I recently needed to search through a collection of 20,000 text files. After trying basic tools like find
and grep
, I decided to give sqlite3 a try.
Data Preparation
Using a Jupyter Notebook, I cleaned the documents and imported them into a sqlite3 database. I used Beautiful Soup to extract text from both HTML and plain text documents. The entire cleaning process took around 5 hours. Once I had everything figured out, the actual database import step took about 30 seconds.
Full Text Search with FTS5
I created an FTS5 virtual table to enable fast full-text search with boolean logic and fuzzy matching. This allowed me to quickly find relevant files.
I wrote a second Jupyter Notebook to provide a simple notebook cell based UI for querying and retrieving documents. That worked, but I wanted to make things even more convenient.
Web-Based Search UI with Flask
I built a simple web-based search UI using Flask. To create and debug the Flask server, I used Visual Studio Code with their excellent Flask tutorial.
Lessons Learned
- Jupyter Notebooks are a useful tool for data cleaning and import.
- sqlite and FTS5 works well for simple document search applications.

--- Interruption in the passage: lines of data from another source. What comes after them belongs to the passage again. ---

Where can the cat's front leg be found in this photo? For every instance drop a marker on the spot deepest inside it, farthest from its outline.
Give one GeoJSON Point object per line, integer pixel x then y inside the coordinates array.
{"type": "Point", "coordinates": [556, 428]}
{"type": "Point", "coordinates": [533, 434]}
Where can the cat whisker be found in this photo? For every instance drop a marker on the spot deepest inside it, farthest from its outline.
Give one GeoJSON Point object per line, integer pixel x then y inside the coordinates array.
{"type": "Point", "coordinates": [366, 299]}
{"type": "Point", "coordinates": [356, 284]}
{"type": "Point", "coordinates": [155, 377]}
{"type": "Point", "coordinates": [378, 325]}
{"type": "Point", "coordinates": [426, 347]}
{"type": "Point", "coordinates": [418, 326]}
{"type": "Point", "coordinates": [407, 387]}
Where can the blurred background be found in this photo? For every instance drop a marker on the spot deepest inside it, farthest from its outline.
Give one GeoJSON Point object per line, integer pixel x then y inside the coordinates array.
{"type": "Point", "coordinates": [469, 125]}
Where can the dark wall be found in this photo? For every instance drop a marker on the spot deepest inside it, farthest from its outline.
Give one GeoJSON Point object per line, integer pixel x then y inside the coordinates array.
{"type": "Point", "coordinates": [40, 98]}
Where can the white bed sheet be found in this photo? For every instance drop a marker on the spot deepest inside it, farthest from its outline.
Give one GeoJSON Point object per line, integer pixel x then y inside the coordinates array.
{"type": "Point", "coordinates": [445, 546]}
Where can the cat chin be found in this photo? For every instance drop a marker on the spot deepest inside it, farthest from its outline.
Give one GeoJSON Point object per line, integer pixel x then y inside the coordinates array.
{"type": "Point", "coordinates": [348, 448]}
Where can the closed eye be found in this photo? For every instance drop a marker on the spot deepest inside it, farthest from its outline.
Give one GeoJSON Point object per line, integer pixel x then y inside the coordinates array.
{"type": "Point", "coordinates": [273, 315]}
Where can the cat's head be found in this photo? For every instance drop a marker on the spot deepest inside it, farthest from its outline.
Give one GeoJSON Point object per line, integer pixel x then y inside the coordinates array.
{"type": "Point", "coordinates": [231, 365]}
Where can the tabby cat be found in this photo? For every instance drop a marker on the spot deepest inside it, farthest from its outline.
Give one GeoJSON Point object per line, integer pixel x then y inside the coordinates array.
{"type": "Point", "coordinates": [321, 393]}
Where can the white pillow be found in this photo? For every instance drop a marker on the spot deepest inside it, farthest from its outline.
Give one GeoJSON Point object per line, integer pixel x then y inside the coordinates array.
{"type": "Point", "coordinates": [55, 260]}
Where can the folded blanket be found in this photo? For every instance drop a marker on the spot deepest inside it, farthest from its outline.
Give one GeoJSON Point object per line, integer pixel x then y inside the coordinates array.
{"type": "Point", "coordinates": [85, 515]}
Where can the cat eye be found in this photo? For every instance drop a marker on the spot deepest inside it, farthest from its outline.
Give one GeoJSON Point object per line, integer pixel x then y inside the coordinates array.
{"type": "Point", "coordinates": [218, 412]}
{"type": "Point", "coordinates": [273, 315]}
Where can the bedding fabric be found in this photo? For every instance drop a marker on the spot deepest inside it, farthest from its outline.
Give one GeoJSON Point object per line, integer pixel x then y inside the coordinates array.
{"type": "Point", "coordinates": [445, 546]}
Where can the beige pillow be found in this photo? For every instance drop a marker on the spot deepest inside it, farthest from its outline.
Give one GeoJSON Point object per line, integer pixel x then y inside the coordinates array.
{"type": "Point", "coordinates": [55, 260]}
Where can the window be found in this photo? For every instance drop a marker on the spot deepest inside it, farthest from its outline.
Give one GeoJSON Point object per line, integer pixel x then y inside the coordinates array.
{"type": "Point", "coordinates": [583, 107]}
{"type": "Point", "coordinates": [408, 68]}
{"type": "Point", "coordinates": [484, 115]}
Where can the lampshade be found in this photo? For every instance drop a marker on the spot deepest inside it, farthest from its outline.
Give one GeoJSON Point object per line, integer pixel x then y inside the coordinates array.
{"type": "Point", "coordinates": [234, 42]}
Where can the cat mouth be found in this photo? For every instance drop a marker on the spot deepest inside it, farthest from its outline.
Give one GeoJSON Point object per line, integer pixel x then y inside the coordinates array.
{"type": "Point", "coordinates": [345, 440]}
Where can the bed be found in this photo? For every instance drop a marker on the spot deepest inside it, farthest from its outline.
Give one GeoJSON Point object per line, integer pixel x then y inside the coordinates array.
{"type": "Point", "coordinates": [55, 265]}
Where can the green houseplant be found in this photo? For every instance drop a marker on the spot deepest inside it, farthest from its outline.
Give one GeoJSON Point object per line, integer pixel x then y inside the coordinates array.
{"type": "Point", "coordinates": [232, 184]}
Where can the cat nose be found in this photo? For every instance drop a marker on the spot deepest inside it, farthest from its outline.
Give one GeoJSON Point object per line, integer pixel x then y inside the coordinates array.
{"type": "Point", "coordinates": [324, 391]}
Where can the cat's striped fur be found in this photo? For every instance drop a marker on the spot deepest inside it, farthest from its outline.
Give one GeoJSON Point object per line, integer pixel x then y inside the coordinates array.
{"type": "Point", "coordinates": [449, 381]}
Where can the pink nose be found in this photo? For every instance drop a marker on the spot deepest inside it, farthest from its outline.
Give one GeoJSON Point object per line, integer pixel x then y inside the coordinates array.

- Flask is an easy-to-use library for simple web servers.
- Visual Studio Code is great for creating and debugging Flask servers.
Room for Improvement
- The UI could be improved by using a design system like Bootstrap.
Overall, I was able to create a functional search tool that can handle a my collection of text files. It took about 10 hours of work, and I learned a few things along the way.
Two thumbs up, would hack again!